The CMS is proposing sweeping changes to its coverage policy for implantable cardiac devices to speed up patient access and cut regulatory burden for providers using the products.
The proposal posted Monday would be the first major update to Medicare's implantable cardioverter defibrillator, or ICD, coverage in more than a decade. The CMS wants to reduce some of the barriers to care outlined in its most recent coverage determination issued in 2005.
The proposed decision suggests eliminating waiting periods for device implantation and dropping a policy that requires tracking ICD patients in a registry.
It also seeks to require shared decision-making as a condition of ICD use, which the agency says would empower patients.
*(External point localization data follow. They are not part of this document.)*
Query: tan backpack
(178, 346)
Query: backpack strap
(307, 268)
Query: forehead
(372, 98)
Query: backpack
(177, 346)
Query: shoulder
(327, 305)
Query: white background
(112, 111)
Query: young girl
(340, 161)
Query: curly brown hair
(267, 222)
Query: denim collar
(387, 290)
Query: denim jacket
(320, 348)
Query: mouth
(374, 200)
ICDs have been used since the 1980s, and the CMS began covering them in 1986. Initially, they were mostly used in patients with recurrent cardiac arrest who were not responsive to drug treatments. In 2005, the agency finalized coverage for primary prevention of arrhythmia.
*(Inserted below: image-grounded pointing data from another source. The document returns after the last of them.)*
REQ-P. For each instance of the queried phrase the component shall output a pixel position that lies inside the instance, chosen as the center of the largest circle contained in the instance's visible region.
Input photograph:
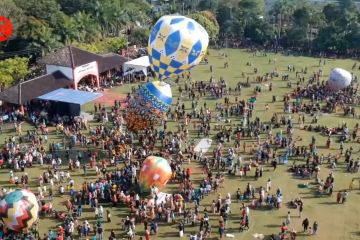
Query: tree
(88, 29)
(139, 36)
(47, 10)
(105, 46)
(210, 27)
(69, 32)
(12, 70)
(70, 7)
(282, 11)
(9, 9)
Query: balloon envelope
(155, 171)
(339, 79)
(176, 43)
(19, 210)
(157, 95)
(151, 101)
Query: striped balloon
(176, 44)
(19, 210)
(155, 171)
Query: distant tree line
(40, 26)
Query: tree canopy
(13, 69)
(45, 25)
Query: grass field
(335, 221)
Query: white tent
(136, 65)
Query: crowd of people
(115, 155)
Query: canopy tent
(136, 65)
(70, 96)
(68, 101)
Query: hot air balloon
(176, 44)
(155, 171)
(339, 79)
(148, 105)
(19, 210)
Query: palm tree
(282, 10)
(88, 29)
(69, 30)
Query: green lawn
(335, 221)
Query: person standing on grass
(315, 227)
(305, 224)
(288, 219)
(221, 227)
(301, 208)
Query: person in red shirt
(188, 173)
(284, 228)
(147, 234)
The devices are wired to the heart and deliver an electric shock if they detect an abnormal rhythm. They are a significant revenue driver for hospitals. It's estimated that 10,000 ICDs are implanted every month, and the average hospital stay after placement is eight days. That generates an average of $12,423 in hospitalization costs.
The CMS started looking into whether it should change its ICD reimbursement policy this summer and solicited comments from the industry on potential revisions. The move came after a 2016 study questioned ICDs' benefits. Danish researchers determined that ICDs did not reduce heart failure patients' death rates from issues other than heart disease, including high blood pressure, faulty or damaged heart valves, or heart muscle damage.
Cardiac providers pleaded with the CMS to not reduce coverage for the devices because of the study.
Currently, Medicare beneficiaries with heart failure, regardless of cause, are usually eligible for the devices. There is far more evidence that these devices do improve quality of life and expectancy.
This "is a single trial compared to extensive supporting evidence" Steven Houser, president of the American Heart Association, said in a comment letter.
Moreover, given the study's sample size and demographics he and others questioned whether the results could be extrapolated to the wider U.S. population.
The CMS agreed with their assessment and decided not to alter eligibility for the devices. However, the Danish study and other concerns about the appropriateness of ICDs spurred the agency to want to make patients more a part of the decision-making process on when it is best to use the devices.
"Since there are some outstanding questions regarding the appropriate populations benefiting from ICDs, we are proposing to include a requirement for a patient shared decision making," the CMS said.
Under the proposed change doctors and beneficiaries would look over the clinical evidence and together decide if an ICD should be implanted.
The agency is also looking to hasten access to ICDs. Currently, the devices cannot be implanted within 40 days of a heart attack or 90 days of bypass surgery or angioplasty. Hospitals have gotten into legal trouble in recent years for not honoring the wait period policy.
"The wording in the 2005 decision could inadvertently require a second procedure when only one procedure is needed," the CMS said in its proposed coverage policy.
The agency proposed allowing patients with an existing ICD who suffer a heart attack or undergo a coronary revascularization procedure be allowed to obtain a replacement device without the wait period. Patients would no longer have to wait if their ICDs battery died or malfunctioned as well.
This new exception would also apply to patients without an existing ICD who meet requirements for both a cardiac pacemaker and a defibrillator. If the change were finalized, a patient could get a pacemaker and ICD implanted during one surgery.
With the expanded coverage in 2005, Medicare also mandated an ICD registry to collect information about patients receiving them. The goal of the registry was to track ICDs' effectiveness. Doctors have been pushing for that requirement to end saying it's no longer needed.
"It has been in place for 12 years," said Dr. William Lewis, chief of cardiology at the MetroHealth System, based in Cleveland. "Certainly the answers to the important coverage questions can be determined based on the data already collected."
The CMS agreed with providers and discontinued the registry data collection requirement to reduce provider burdens.
The CMS will accept comments on its proposed coverage decision through Dec. 20.